Elimination of ${\text{m}}_{\text{Ag}}$ from the above expression:

  $\text{1}\text{.6381}\text{g}\text{-}\text{1}\text{.0000}\text{g}\text{=}{\text{m}}_{\text{Ag}}{\text{+m}}_{\text{I}}\text{-}{\text{(m}}_{\text{Ag}}\text{+}{\text{m}}_{\text{Cl}}\text{)}\text{=}{\text{m}}_{\text{I}}\text{-}{\text{m}}_{\text{Cl}}$

The value of ${\text{m}}_{\text{I}}$ is substituted to get ${\text{m}}_{\text{Cl}}$.

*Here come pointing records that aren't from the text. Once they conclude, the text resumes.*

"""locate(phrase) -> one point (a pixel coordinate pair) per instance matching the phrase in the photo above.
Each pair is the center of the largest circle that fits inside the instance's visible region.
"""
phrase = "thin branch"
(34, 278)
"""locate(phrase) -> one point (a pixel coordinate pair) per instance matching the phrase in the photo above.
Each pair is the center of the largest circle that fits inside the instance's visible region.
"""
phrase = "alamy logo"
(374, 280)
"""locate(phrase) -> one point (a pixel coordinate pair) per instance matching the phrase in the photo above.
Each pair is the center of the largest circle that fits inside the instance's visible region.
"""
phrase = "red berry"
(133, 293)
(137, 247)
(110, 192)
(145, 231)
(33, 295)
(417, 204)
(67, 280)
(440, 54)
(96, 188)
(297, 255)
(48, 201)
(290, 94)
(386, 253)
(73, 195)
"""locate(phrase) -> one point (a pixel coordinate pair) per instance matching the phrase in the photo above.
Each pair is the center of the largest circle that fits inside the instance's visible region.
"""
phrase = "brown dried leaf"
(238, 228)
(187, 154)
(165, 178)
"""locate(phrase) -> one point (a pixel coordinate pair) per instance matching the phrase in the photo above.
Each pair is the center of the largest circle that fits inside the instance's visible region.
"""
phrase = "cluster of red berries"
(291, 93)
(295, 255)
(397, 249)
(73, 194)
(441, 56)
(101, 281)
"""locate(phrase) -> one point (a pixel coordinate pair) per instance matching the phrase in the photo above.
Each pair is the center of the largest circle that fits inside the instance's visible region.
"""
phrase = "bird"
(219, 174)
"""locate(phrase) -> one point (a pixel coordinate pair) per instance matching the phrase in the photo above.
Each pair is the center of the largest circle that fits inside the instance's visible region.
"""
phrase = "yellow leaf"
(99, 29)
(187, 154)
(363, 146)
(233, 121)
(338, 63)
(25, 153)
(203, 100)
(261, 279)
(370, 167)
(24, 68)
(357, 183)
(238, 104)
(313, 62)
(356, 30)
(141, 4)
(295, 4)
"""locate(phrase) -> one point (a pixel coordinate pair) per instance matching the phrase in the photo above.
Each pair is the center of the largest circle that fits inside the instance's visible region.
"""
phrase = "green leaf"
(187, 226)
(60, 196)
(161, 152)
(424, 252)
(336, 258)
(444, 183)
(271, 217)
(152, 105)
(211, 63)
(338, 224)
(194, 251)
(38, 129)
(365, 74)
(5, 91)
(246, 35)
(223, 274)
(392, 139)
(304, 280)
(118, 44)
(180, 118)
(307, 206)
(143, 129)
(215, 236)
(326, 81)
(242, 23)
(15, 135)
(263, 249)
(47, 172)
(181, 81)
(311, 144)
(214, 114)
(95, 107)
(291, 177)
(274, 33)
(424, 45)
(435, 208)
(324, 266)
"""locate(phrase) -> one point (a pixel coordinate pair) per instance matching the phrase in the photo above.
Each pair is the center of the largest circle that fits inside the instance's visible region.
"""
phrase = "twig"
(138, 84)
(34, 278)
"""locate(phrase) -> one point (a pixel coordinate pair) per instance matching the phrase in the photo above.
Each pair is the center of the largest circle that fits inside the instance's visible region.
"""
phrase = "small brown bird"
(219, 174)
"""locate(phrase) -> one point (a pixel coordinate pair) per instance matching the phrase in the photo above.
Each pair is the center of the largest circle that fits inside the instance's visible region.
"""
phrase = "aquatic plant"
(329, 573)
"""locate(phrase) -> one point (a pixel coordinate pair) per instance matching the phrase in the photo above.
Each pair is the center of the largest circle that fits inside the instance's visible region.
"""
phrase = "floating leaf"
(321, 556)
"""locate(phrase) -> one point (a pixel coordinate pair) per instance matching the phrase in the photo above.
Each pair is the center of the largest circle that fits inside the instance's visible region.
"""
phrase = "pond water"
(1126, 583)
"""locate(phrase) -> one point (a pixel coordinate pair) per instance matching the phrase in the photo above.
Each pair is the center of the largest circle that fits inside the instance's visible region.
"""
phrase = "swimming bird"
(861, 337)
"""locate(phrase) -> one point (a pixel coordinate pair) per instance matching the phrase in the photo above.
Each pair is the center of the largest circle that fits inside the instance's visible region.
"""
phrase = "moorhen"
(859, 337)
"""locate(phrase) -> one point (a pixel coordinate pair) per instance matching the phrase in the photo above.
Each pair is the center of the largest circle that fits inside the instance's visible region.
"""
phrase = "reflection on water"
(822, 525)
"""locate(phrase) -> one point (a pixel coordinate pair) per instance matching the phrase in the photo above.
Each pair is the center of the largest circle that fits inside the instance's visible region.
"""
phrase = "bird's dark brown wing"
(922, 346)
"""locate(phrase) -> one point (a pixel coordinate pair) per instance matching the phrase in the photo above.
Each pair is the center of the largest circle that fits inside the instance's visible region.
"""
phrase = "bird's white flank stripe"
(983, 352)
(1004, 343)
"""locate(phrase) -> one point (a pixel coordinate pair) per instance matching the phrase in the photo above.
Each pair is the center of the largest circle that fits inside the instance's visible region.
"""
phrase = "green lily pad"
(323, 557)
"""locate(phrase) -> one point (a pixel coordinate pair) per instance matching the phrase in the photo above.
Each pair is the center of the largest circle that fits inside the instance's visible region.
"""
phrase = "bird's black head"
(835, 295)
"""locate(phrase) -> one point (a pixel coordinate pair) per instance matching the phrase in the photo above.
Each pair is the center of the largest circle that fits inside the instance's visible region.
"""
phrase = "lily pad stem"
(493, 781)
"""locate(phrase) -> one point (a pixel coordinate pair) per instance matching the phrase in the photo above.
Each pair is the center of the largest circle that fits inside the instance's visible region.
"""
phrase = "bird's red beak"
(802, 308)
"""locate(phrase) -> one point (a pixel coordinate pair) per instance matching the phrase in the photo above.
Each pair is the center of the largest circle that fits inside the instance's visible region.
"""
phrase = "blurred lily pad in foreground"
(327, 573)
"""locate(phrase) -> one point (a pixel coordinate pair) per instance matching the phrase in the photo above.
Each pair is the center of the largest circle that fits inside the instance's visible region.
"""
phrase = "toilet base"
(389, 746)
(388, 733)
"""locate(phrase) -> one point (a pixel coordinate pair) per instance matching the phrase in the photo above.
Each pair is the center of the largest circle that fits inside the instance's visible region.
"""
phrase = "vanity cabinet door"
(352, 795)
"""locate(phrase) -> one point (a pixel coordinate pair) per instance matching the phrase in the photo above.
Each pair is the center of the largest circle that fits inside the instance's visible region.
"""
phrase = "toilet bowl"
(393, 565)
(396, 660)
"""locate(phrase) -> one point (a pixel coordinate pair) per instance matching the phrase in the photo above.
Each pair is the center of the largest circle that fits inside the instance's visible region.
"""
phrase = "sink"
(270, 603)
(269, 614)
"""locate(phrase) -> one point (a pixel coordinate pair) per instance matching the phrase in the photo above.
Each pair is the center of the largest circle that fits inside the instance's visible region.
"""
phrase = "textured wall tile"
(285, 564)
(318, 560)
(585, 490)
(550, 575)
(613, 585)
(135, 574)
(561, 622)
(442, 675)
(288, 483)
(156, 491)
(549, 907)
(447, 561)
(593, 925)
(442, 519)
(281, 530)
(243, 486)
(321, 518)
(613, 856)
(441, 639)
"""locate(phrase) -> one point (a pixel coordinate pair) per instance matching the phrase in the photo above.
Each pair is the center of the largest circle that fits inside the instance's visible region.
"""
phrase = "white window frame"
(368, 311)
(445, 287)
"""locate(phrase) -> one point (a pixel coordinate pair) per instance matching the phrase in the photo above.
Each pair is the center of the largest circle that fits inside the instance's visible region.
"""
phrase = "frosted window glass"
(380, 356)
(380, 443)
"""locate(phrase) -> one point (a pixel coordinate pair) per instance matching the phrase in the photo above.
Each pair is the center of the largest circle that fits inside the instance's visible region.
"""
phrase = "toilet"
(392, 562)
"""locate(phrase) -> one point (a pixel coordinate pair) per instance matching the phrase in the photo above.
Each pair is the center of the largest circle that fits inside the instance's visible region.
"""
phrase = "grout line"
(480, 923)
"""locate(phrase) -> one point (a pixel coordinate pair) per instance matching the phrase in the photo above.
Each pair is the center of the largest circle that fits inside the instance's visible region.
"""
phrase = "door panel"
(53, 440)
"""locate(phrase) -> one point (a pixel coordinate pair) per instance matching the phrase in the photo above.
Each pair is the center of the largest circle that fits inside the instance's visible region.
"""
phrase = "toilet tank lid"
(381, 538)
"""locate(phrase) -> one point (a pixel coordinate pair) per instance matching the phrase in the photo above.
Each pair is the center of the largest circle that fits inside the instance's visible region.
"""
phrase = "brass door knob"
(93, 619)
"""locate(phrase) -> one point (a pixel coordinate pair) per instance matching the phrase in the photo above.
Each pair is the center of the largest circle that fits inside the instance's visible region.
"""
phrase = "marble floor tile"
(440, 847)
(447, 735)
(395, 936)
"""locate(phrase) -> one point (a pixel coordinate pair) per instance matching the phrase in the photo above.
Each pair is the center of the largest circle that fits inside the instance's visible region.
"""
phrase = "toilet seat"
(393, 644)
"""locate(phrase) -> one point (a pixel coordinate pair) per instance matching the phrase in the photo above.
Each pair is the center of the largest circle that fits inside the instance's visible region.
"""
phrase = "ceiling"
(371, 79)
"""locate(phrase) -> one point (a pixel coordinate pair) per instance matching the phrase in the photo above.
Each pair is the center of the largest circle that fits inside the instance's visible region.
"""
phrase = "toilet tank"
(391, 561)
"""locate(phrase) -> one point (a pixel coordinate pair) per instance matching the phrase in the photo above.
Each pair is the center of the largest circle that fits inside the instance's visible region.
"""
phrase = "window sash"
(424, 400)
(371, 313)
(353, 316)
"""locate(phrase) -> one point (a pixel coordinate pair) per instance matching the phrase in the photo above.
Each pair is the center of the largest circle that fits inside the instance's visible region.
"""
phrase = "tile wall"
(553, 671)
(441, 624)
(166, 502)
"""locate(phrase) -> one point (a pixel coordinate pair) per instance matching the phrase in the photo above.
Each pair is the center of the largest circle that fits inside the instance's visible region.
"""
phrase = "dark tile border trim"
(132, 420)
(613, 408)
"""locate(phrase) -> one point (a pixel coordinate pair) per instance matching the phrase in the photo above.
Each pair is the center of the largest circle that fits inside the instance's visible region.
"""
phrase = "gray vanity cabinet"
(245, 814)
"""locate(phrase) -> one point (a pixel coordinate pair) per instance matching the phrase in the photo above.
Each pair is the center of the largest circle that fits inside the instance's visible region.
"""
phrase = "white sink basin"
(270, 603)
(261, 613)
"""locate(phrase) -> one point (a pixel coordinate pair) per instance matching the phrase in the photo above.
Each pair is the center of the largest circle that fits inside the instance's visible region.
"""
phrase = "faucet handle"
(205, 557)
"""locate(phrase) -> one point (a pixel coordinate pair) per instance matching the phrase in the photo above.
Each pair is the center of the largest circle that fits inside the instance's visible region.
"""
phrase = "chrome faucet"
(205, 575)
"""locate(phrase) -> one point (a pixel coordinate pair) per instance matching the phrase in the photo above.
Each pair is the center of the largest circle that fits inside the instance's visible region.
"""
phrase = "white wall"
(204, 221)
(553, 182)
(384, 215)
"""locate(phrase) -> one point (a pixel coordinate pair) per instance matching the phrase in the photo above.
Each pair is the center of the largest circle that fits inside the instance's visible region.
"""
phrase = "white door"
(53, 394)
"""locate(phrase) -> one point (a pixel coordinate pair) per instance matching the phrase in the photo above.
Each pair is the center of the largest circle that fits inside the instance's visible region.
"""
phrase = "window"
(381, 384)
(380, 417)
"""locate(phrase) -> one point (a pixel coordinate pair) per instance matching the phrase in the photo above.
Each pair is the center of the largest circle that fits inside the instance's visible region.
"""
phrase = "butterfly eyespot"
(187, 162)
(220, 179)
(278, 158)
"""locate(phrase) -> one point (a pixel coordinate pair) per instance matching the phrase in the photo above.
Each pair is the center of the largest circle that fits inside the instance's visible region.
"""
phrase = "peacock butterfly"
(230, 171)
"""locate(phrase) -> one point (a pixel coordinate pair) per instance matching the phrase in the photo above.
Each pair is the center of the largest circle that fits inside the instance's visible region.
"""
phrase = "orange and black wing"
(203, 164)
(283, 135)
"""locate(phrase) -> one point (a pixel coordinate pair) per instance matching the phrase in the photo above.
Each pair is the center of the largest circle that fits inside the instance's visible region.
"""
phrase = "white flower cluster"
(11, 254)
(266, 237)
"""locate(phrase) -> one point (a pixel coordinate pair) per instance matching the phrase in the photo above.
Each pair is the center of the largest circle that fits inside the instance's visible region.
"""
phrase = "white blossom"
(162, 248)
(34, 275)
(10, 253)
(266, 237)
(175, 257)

  $\begin{array}{l}\text{1}\text{.6381}\text{g}\text{-}\text{1}\text{.0000}\text{g}\text{=}{\text{m}}_{\text{I}}\text{-}{\text{m}}_{\text{Cl}}\\ \\ \text{0}\text{.6381}\text{g}\text{=}\text{3}\text{.580}{\text{m}}_{\text{Cl}}\text{-}{\text{m}}_{\text{Cl}}\text{=}\text{2}\text{.580}{\text{m}}_{\text{Cl}}\\ \\ {\text{m}}_{\text{Cl}}\text{=}\text{0}\text{.2473}\text{g}\text{Cl}\end{array}$

The ${\text{m}}_{\text{Ag}}$ is calculated as

  $\begin{array}{l}{\text{m}}_{\text{Ag}}\text{=}\text{1}\text{.0000}\text{g}\text{AgCl}\text{-}{\text{m}}_{\text{Cl}}\\ \\ \text{=}\text{1}\text{.0000}\text{g}\text{AgCl}\text{-}\text{0}\text{.2473}\text{g}\text{Cl}\\ \\ \text{=}\text{0}\text{.7527}\text{g}\text{Ag}\end{array}$

The ${\text{m}}_{\text{I}}$ is calculated as

  $\begin{array}{l}{\text{m}}_{\text{I}}\text{=}\text{1}\text{.6381}\text{g}\text{AgI}\text{-}{\text{m}}_{\text{Ag}}\\ \\ \text{=}\text{1}\text{.6381}\text{g}\text{AgI}\text{-}\text{0}\text{.7527}\text{g}\text{Ag}\\ \\ \text{=}\text{0}\text{.8854}\text{g}\text{I}\end{array}$

The ratio of calculated mass of Iodine to Chlorine is

  $\frac{\text{0}\text{.8854}\text{g}}{\text{0}\text{.2473}\text{g}}\text{=}\text{3}\text{.580}$

The mass of chlorine in $\text{AgCl}$ is $\text{0}\text{.2473}\text{g}$.

The mass of Iodine in $\text{AgI}$ is $\text{0}\text{.8854}\text{g}$.

The mass of silver in each sample is $\text{0}\text{.7527}\text{g}$.